New Orleans, LA - Mit über zwölftausend Fotografien, die die Geschichte der Fotografie von den frühen 1840er Jahren bis in die Gegenwart abdecken, besitzt das New Orleans Museum of Art (NOMA) eine der bedeutendsten Fotosammlungen der Vereinigten Staaten. Looking Again: Photography at the New Orleans Museum of Art bietet einen detaillierten Einblick in die Sammlung des Museums mit 131 Objekten - von Künstlern wie Berenice Abbott, Ansel Adams, Diane Arbus, Margaret Bourke-White, Harry Callahan, Henri Cartier-Bresson, Imogen Cunningham, Bruce Davidson, Robert Frank, Emmet Gowin, Man Ray, Robert Mapplethorpe, Irving Penn, Alfred Stieglitz, Edward Weston und anderen - zusammen mit begleitenden Essays von Russell Lord, dem Freeman Family Curator of Photographs des NOMA.

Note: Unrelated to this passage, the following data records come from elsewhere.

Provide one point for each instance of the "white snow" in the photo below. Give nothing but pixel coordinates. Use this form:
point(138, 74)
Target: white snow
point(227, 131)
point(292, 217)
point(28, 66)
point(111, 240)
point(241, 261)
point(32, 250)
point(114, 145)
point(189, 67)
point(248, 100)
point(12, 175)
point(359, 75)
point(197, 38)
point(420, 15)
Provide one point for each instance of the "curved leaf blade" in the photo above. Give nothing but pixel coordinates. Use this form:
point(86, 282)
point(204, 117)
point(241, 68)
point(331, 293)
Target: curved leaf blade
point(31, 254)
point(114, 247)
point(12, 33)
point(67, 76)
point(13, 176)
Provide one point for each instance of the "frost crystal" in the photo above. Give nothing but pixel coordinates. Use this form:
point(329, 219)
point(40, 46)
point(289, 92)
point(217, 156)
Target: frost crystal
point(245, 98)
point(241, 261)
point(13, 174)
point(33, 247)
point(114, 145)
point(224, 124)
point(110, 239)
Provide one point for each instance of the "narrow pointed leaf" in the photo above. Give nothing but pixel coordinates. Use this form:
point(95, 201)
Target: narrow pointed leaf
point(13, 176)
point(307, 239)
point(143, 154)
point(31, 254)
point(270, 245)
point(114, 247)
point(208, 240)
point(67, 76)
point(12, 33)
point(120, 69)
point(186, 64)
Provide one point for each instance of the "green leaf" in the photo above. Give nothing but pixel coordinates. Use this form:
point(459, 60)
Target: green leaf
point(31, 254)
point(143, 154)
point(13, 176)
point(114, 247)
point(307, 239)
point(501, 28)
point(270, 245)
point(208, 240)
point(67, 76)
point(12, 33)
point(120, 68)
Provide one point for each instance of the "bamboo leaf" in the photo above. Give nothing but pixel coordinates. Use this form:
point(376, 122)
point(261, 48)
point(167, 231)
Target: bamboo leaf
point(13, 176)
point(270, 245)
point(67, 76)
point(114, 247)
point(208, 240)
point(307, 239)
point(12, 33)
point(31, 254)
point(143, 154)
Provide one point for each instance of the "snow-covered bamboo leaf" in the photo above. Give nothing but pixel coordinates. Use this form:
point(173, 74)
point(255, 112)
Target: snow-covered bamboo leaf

Anlässlich des hundertsten Jahrestages der ersten Fotografieausstellung im NOMA im Jahr 1918 veröffentlicht, erforscht Looking Again die vielen Geschichten der Fotografie, setzt sich mit lang gehegten Überzeugungen auseinander und bietet neue Möglichkeiten, über Fotografien zu denken und sie zu betrachten. Wie Susan Taylor,

Montine McDaniel Freeman, Direktorin des NOMA, sagt: "So sehr dieser Katalog die Geschichte der Fotografie feiert, so sehr soll er auch als Grundlage für die Zukunft dienen, indem er verschiedene Möglichkeiten bietet, sich mit Fotografien in einer zunehmend von Bildern gesättigten Welt auseinanderzusetzen."

Russell Lord ist der Freeman Family Curator of Photographs am New Orleans Museum of Art. Zuvor war er am Metropolitan Museum of Art und an der Yale University Art Gallery tätig. Sein größtes Fachgebiet sind die Ursprünge der Fotografie, aber er hat über fast alle Momente der Fotografiegeschichte geschrieben und Vorträge gehalten. Zu Lords jüngsten Veröffentlichungen gehören Gordon Parks: The Making of an Argument (2013), sowie Beiträge zu Photorealism: Beginnings to Today (2014) und East of the Mississippi: Nineteenth-Century American Landscape Photography (2017). Zu seinen jüngsten Ausstellungen gehören Photography, Sequence, and Time (2012), Ten Years Gone (2015) und Something in the Way: A Brief History of Photography and Obstruction (2016-17). Ein Großteil seiner Forschung konzentriert sich auf die Beziehungen zwischen Fotografie und anderen visuellen Medien.